Once considered second only to the presidency, the prospect of a seat in the Senate is now so unattractive that state secretaries are declining nomination. In Iowa, where Tom Harkin's (D-Iowa) retirement leaves a vacant seat, the lieutenant governor, agriculture secretary, secretary of state and two prominent congressmen all declined to seek the Republican nomination. Lt. Governor Kim Reynolds says, "At the federal level, it's so partisan, it's dysfunctional," said Kim Reynolds, Iowa's lieutenant governor. 

Many pragmatic politicians, motivated by policy rather than politics, are staying in state government. "When you are a governor, every day you can get things done," said Republican Gov. Dave Heineman of Nebraska, who declined to run for an easy Senate seat. "But you look at the U.S. Senate, you don't get the sense that people are willing to work together to do what's right for the country."

While not every race is running dry of candidates — Louisiana, Georgia, and New Jersey all have crowded primaries — the lack of prominent candidates in states like Kentucky, Nebraska, Montana, and Iowa is not surprising given that Senate retirements are at the highest levels on record, with 30 retirements since 2010. "In the old days, you'’d have to carry the Senate finance chair out on a stretcher," said Ed Rollins, a GOP strategist. "There's just not quite the enthusiasm I've seen in other years."

And why should senators and perspective candidates be enthusiastic about a legislature that spends more time campaigning and fighting off super PACs and special interests than legislating?
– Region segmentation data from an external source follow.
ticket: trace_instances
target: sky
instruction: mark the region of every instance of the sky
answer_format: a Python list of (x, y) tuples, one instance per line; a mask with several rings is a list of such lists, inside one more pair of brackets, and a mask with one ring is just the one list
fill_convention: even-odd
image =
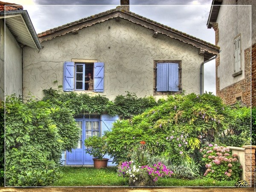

The last time the last time a major new piece of policy legislation passed the U.S. Senate was the Dodd-Frank financial-reform bill on July 15, 2010, almost three years ago.

By July 4, the Senate is expected to vote on an immigration overhaul bill, a move that, after the dismal failure of gun control legislation in April, could at least give the impression of functionality. But even with immigration 2016 politics seems more important than legislative substance. Sen. Lindsey Graham (R-S.C.) said those Republicans trying to block the bill will all but guarantee a Democratic win in 2016.

If the Senate wants to regain America's respect, it should recall its duty to legislate. Only a functioning and effective body will attract the quality legislators Congress needs to surpass the obstacles we are facing. Otherwise, it would seem, Congress will continue down the spiral of legislative irrelevance.